Journal: European Journal of Clinical Nutrition, May 1998, vol. 52, no. 5 pp. 368-371 
Abstract:


Objectives: The aim of the study was to evaluate the possible influence of acetic acid (administered as vinegar) on the postprandial glucose and insulin responses, and the potential involvement of a modified gastric emptying rate was studied by use of paracetamol as a marker. 

Design: The white bread reference meal as well as the corresponding meal supplemented with vinegar had the same content of starch, protein and fat. The meals were served in the morning after an over-night fast and in random order. Capillary blood samples for analysis of glucose, insulin and paracetamol were collected postprandially. 

Setting: The study was performed at the Department of Applied Nutrition and Food Chemistry, Lund University, Sweden. 

Subjects: Ten healthy volunteers, seven women and three men, aged 22???51 y, with normal body mass indices were recruited. 

Results: The presence of acetic acid, given as vinegar, significantly reduced the postprandial glucose (GI=64) and insulin responses (II=65) to a starchy meal. As judged from lowered paracetamol levels after the test meal with vinegar, the mechanism is probably a delayed gastric emptying rate. 

Conclusions: Fermented foods or food products with added organic acids should preferably be included in the diet in order to reduce glycaemia and insulin demand. 

Sponsorship: Cerealia Foundation for Research and Development (project no. 232).

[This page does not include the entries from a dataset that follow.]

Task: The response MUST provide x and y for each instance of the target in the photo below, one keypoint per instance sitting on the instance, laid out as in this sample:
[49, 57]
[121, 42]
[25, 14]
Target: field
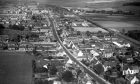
[118, 22]
[15, 68]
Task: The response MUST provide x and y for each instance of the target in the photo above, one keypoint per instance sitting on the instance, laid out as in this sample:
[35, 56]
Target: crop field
[15, 68]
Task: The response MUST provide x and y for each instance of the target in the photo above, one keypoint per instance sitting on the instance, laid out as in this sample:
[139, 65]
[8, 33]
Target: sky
[86, 3]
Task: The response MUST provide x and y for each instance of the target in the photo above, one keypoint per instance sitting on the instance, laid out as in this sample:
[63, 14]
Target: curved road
[72, 57]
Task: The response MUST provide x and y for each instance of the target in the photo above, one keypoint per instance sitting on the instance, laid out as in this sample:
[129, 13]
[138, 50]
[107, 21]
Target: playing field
[15, 68]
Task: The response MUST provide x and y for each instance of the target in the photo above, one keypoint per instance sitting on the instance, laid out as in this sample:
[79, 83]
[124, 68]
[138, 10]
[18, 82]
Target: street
[15, 68]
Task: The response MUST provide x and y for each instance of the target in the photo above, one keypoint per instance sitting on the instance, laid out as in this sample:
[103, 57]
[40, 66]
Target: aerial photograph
[69, 41]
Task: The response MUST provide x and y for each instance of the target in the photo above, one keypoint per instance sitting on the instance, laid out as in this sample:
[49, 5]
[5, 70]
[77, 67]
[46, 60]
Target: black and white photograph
[69, 41]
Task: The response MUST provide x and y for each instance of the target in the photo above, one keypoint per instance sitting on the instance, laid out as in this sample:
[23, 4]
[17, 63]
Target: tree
[1, 29]
[88, 33]
[53, 70]
[78, 33]
[67, 76]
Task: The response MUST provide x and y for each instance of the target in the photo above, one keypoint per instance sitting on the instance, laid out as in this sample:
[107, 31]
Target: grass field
[118, 22]
[15, 68]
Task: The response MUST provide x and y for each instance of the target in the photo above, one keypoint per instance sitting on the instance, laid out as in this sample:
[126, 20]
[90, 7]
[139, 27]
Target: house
[11, 46]
[25, 46]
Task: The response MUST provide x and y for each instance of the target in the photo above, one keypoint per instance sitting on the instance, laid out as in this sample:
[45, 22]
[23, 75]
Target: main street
[72, 57]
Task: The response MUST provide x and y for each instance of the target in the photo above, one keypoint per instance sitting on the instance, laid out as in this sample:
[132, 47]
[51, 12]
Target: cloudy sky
[86, 3]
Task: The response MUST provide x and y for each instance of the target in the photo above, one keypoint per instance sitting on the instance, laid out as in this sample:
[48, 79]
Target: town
[66, 48]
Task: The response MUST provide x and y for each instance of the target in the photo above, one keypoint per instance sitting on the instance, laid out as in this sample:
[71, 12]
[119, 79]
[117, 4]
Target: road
[134, 42]
[72, 57]
[15, 68]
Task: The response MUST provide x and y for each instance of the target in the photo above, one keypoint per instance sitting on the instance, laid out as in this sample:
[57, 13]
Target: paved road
[72, 57]
[15, 68]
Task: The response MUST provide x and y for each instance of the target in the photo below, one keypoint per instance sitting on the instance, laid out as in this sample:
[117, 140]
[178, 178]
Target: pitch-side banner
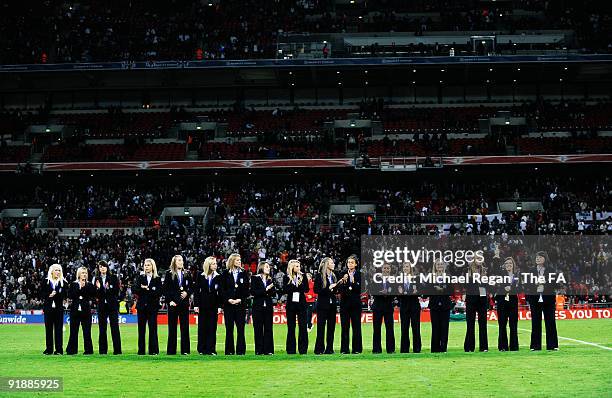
[280, 318]
[482, 265]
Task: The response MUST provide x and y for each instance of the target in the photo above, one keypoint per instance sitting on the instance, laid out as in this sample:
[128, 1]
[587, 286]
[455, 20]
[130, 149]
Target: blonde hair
[436, 263]
[513, 264]
[52, 268]
[324, 272]
[80, 270]
[173, 265]
[153, 266]
[291, 274]
[207, 263]
[352, 257]
[261, 266]
[231, 260]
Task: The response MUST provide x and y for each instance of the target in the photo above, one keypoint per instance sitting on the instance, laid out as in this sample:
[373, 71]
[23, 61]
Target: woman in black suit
[440, 305]
[350, 307]
[177, 289]
[476, 302]
[542, 301]
[410, 313]
[207, 299]
[107, 288]
[262, 290]
[382, 310]
[325, 286]
[506, 301]
[148, 289]
[235, 288]
[81, 294]
[53, 292]
[295, 286]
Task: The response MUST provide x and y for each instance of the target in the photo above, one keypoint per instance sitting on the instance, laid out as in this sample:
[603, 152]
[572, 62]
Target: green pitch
[577, 370]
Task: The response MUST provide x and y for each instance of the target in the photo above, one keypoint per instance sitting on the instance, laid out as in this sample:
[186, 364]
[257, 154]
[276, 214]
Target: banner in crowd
[280, 318]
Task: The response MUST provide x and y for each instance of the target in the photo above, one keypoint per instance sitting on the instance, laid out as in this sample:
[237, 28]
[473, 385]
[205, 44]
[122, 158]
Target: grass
[576, 370]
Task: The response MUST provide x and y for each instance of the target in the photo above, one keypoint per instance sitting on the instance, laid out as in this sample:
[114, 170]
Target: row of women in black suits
[104, 289]
[506, 302]
[231, 290]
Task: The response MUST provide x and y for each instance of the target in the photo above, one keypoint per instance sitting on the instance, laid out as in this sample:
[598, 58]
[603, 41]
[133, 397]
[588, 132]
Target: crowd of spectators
[278, 221]
[86, 31]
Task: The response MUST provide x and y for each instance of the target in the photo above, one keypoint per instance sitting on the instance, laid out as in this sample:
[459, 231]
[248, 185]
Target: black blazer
[61, 293]
[350, 292]
[289, 288]
[148, 299]
[262, 298]
[326, 297]
[81, 296]
[205, 295]
[409, 300]
[472, 293]
[235, 289]
[172, 289]
[383, 303]
[500, 290]
[442, 300]
[108, 296]
[549, 292]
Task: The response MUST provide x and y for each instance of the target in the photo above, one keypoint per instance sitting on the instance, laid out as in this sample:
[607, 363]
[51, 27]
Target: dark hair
[542, 254]
[102, 263]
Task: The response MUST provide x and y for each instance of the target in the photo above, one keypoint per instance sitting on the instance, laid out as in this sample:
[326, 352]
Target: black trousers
[471, 309]
[439, 330]
[300, 314]
[207, 331]
[234, 316]
[548, 309]
[147, 318]
[104, 315]
[54, 322]
[387, 316]
[79, 318]
[507, 314]
[309, 311]
[262, 326]
[410, 316]
[350, 317]
[325, 342]
[180, 313]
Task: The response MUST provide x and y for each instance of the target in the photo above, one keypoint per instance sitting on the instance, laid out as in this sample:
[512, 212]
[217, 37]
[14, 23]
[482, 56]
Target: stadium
[213, 180]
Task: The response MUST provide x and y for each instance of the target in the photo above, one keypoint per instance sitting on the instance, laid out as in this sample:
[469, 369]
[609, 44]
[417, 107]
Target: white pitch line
[565, 338]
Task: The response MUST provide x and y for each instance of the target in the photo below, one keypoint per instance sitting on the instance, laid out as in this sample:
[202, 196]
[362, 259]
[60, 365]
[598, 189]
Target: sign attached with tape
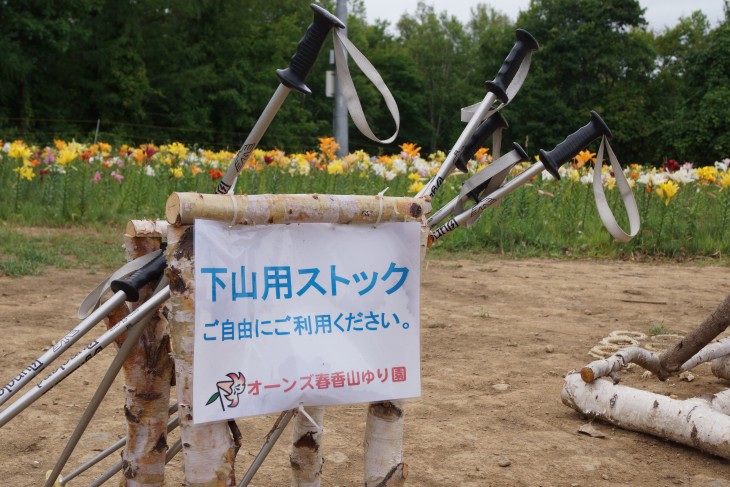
[310, 314]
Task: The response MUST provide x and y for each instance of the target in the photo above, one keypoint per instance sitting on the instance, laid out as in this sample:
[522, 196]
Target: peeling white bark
[721, 367]
[694, 422]
[208, 449]
[183, 208]
[619, 360]
[306, 452]
[708, 354]
[384, 444]
[147, 375]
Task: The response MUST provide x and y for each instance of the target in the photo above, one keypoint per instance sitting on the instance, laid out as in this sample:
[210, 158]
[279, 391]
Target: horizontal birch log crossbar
[184, 208]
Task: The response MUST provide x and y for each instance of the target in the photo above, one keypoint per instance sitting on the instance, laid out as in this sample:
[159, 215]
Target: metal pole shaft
[61, 346]
[82, 357]
[448, 164]
[271, 439]
[171, 425]
[497, 195]
[132, 336]
[253, 139]
[340, 112]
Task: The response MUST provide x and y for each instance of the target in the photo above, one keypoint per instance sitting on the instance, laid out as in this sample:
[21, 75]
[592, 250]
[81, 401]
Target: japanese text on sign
[308, 314]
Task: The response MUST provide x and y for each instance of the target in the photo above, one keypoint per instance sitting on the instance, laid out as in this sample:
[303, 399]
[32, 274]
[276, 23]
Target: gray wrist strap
[627, 196]
[343, 47]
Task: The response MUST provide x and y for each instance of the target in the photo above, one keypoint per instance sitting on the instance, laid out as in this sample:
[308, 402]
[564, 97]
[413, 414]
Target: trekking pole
[80, 358]
[134, 334]
[271, 439]
[174, 450]
[497, 89]
[291, 78]
[124, 290]
[479, 185]
[549, 161]
[64, 479]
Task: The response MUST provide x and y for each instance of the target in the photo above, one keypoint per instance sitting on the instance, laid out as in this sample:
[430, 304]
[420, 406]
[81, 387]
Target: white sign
[310, 314]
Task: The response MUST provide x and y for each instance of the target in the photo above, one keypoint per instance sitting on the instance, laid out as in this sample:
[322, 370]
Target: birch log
[147, 375]
[384, 445]
[208, 449]
[671, 361]
[184, 208]
[619, 360]
[692, 422]
[721, 367]
[306, 453]
[708, 354]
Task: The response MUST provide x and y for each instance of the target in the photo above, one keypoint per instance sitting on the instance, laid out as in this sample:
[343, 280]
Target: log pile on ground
[701, 422]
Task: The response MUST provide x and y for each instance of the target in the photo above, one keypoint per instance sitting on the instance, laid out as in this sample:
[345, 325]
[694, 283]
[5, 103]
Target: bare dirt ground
[497, 337]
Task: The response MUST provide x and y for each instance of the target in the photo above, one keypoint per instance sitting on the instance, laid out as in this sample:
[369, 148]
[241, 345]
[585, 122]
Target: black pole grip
[573, 144]
[307, 50]
[524, 45]
[134, 282]
[475, 194]
[485, 129]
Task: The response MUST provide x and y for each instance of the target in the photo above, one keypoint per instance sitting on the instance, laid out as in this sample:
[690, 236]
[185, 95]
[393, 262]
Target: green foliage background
[201, 71]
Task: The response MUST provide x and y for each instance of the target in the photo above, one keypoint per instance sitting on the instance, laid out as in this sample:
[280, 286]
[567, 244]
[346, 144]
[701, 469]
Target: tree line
[201, 71]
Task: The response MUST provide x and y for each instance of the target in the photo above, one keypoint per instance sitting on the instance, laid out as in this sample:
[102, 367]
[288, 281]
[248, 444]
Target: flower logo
[229, 389]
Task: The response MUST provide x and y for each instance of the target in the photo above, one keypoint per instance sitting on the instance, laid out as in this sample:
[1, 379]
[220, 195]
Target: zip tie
[309, 418]
[234, 220]
[380, 211]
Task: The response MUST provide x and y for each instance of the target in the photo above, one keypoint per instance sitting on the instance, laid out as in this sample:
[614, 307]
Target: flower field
[685, 209]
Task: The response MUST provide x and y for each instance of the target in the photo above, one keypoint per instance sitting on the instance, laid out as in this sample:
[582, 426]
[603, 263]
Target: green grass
[29, 250]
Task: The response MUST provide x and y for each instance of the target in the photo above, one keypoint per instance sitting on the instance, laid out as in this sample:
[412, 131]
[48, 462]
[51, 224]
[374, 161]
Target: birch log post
[147, 377]
[184, 208]
[383, 445]
[694, 422]
[208, 449]
[306, 452]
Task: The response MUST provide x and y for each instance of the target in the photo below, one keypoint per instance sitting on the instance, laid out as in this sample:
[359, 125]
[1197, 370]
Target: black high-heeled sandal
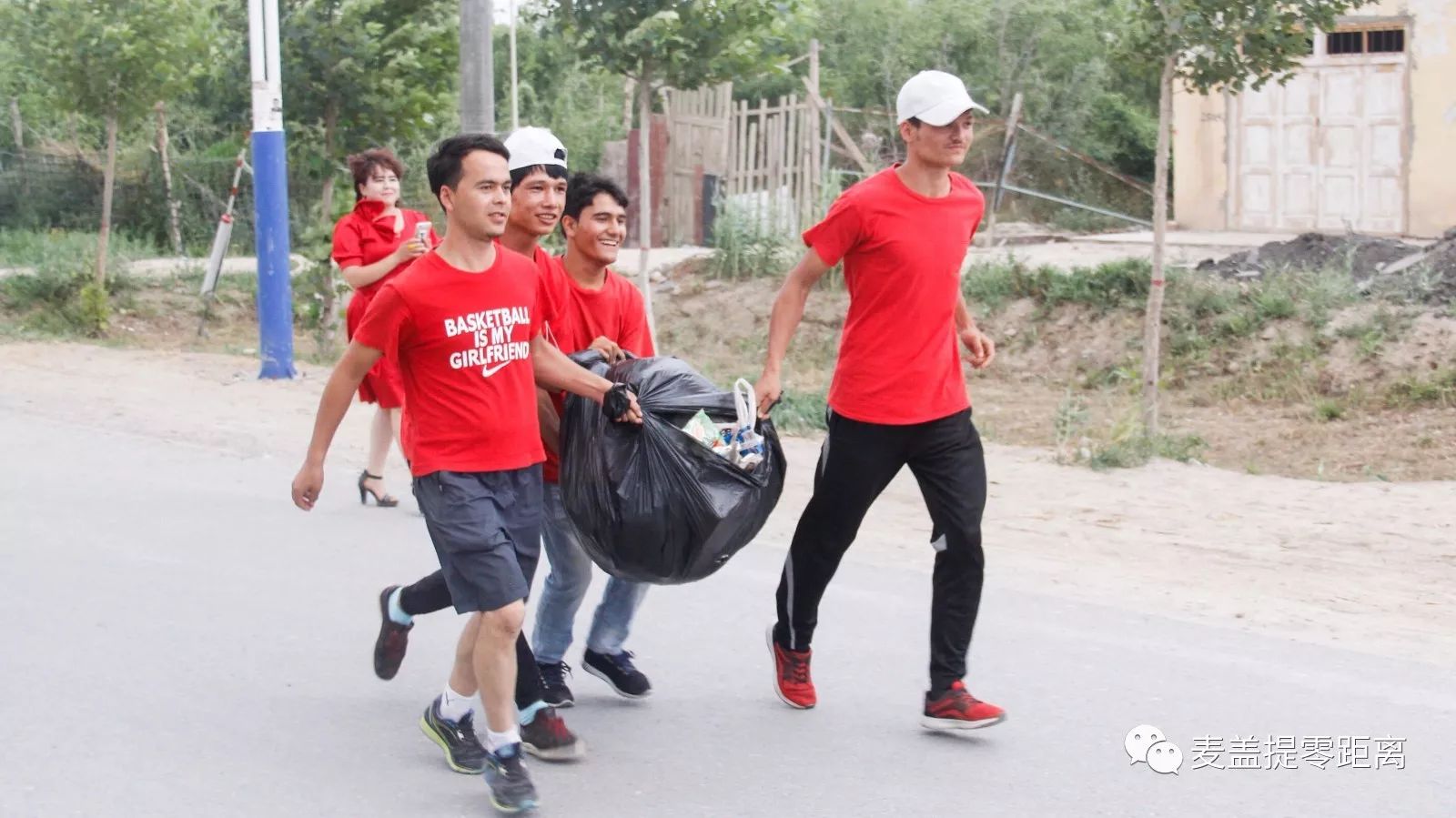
[386, 501]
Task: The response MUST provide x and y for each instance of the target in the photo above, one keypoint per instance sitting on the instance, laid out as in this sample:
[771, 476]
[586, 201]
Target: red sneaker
[791, 676]
[957, 709]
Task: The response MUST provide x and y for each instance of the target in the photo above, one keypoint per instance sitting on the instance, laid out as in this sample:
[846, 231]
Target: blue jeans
[567, 585]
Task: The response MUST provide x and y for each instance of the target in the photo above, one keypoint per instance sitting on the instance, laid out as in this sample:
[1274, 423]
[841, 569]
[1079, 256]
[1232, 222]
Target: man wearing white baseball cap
[899, 395]
[574, 308]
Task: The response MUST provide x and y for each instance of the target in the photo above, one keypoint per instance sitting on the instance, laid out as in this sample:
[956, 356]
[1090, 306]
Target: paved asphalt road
[181, 641]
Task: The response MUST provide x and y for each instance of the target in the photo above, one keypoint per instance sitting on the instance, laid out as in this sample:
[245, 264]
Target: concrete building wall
[1203, 133]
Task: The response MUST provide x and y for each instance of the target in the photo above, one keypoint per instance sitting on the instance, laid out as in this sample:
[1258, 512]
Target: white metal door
[1325, 150]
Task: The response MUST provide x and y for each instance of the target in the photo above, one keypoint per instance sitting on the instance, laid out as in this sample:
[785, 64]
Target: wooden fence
[763, 157]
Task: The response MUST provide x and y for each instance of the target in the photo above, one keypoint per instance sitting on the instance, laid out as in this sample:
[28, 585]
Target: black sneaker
[619, 672]
[553, 684]
[511, 788]
[548, 737]
[463, 752]
[393, 640]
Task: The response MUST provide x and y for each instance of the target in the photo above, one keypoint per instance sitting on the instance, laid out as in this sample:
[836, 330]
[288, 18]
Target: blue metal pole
[269, 194]
[271, 230]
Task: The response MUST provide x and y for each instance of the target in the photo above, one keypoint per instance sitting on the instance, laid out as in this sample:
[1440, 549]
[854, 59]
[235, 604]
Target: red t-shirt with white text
[463, 347]
[582, 316]
[899, 359]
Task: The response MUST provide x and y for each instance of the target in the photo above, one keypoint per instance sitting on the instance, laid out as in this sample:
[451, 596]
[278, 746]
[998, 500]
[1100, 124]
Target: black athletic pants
[855, 466]
[430, 596]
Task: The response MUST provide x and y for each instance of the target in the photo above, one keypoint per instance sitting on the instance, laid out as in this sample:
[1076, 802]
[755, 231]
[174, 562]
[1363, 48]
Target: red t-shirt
[899, 361]
[463, 347]
[613, 312]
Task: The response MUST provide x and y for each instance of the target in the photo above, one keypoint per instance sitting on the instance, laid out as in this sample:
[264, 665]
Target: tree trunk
[626, 105]
[645, 192]
[1154, 320]
[174, 210]
[18, 126]
[108, 185]
[331, 119]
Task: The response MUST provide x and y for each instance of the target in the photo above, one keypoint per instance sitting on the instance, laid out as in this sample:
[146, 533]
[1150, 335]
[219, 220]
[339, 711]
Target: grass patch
[46, 247]
[749, 242]
[1412, 392]
[1138, 450]
[1111, 286]
[1329, 409]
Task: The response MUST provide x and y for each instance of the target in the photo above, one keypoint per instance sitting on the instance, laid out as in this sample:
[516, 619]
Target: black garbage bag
[650, 502]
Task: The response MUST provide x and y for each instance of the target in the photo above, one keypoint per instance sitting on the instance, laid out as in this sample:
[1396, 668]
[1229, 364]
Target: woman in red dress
[371, 245]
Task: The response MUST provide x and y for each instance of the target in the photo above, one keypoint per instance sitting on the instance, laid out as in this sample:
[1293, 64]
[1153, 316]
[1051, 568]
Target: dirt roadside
[1366, 567]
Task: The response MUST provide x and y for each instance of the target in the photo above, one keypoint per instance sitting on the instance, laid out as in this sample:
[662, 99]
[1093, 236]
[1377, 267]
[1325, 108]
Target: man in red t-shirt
[606, 312]
[463, 323]
[899, 395]
[538, 167]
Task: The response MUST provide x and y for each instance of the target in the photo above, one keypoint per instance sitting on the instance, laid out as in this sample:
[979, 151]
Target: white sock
[455, 705]
[499, 740]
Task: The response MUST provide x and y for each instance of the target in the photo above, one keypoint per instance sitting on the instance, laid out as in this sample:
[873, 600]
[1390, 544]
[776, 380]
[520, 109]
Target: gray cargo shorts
[485, 527]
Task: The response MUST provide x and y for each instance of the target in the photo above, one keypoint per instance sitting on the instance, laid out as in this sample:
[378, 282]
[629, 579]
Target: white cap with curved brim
[935, 97]
[535, 146]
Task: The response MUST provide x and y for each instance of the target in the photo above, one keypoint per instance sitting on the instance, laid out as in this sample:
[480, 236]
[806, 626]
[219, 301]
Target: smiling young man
[463, 322]
[606, 312]
[538, 167]
[899, 395]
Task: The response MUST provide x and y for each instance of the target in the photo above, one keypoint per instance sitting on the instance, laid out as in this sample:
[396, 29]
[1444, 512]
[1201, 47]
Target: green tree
[113, 60]
[580, 102]
[1210, 45]
[363, 73]
[669, 43]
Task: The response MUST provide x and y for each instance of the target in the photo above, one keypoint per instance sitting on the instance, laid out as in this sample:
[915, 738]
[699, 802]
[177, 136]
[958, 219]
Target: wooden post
[813, 116]
[1008, 152]
[844, 136]
[174, 210]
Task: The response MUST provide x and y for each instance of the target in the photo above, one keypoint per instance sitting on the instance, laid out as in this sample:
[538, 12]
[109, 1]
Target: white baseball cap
[535, 146]
[934, 97]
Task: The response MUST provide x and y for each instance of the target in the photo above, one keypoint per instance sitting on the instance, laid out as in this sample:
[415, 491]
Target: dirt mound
[1441, 264]
[1365, 257]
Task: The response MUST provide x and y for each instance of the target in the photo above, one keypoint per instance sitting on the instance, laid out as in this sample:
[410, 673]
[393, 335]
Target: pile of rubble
[1368, 258]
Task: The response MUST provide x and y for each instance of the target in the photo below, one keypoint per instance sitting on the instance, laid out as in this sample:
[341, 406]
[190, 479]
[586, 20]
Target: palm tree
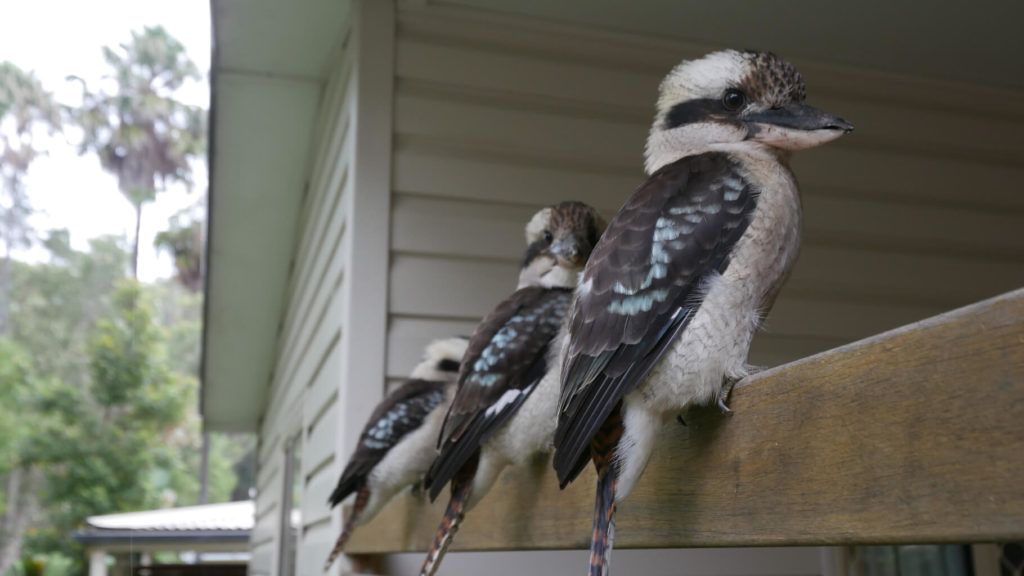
[183, 240]
[141, 133]
[24, 107]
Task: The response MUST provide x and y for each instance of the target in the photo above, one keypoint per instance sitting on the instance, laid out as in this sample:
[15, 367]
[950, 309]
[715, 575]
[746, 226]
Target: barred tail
[461, 489]
[604, 525]
[361, 497]
[602, 449]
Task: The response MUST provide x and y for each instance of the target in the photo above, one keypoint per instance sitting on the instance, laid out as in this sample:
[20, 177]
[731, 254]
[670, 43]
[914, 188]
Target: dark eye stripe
[691, 112]
[449, 365]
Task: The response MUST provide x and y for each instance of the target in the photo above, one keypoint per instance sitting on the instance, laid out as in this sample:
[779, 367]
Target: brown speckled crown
[577, 218]
[772, 80]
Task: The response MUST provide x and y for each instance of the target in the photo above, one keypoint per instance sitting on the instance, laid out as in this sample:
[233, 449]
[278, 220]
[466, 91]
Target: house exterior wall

Keywords: glucose and insulin responses, gastric emptying rate, acetic acid, vinegar, starch



_Looking for more info!_


----------



## qball (May 5, 2002)

That's a damn good article.  Gotta print that one.  Thanks W8!


----------



## wheete (May 7, 2002)

Has anyone actually tried applecider vinegar here? It would be interesting to hear how well it worked.


----------



## realdeal (May 7, 2002)

I use it in my Pre-Contest diet.


----------



## dumbass (Jun 3, 2004)

Apple cider vinegar tastes like shit. Just take two tbsp daily after workout and get over the uneasy stomach feeling. It does work to keep more glycogn retained in the muscle especially on a low-carb diet.


----------



## Premo55 (Jun 3, 2004)

It actually has health benefits? wow. I just use it because I like the taste in salad dressings, haha.

Peace.


----------



## Jodi (Jun 3, 2004)

I like the taste too but yes it does have benefits.  It's acts similar to ALA.


----------



## atherjen (Jun 3, 2004)

I take that along with a mix of lemon juice prior to carb meals. It serves as a partioning aid for muscular glucose disposal. 

and no, I dont like the taste like you wackos!


----------



## Jodi (Jun 3, 2004)

atherjen said:
			
		

> I take that along with a mix of lemon juice prior to carb meals. It serves as a partioning aid for muscular glucose disposal.
> 
> and no, I dont like the taste like you wackos!


  This is coming from the girl that likes the Fish Skin?


----------



## atherjen (Jun 3, 2004)

Jodi said:
			
		

> This is coming from the girl that likes the Fish Skin?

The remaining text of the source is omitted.